Siempre lo había hecho. Estaba aterrorizada, pero no pensaba reconocerlo ante Adam. Había pasado toda la tarde calculando el precio que iba a pagar. No iba a aceptar nada de Adam. Tenía que hacerlo ella sola, incluso si eso significaba dejar el trabajo y las clases nocturnas y acogerse a la segundad social.
– ¿Qué van a pensar mis hijos? -preguntó Adam con expresión de horror. -¿Cómo se lo vamos a explicar?
– No lo sé. Tendríamos que haberío pensado en Yom Kipur.
– Por lo que más quieras, en lo único que pensaba yo en Yom Kipur era en lo mucho que odio a mi madre, no en un niño, -A lo mejor tenía que ocurrir -dijo Maggie, intentando tomárselo con filosofía, pero Adam no quería ni hablar de ello.

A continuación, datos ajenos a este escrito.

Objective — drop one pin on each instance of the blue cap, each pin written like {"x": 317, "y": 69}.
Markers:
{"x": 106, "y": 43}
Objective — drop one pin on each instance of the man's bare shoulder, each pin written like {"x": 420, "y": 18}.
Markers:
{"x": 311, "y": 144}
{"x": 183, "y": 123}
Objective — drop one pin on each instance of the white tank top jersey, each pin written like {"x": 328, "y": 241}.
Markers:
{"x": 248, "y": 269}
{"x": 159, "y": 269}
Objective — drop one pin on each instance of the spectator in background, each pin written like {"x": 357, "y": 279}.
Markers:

– No tendría por qué haber ocurrido. Nos ha pasado por imbéciles.
– Quizá. Pero yo te quiero y, aunque me dejes ahora mismo, voy a tener el niño.
Se había cerrado en banda y no estaba dispuesta a ceder ni un ápice. Tras la ecografía, no quería matar a su hijo.
– Yo no quiero un bebé, Maggie -insistió Adam, intentando razonar con ella.
– Yo no estoy muy segura de quererlo, pero es lo que tenemos. O lo que yo tengo.
Parecía tranquila, pero también desdichada. Era un grave problema, para ambos.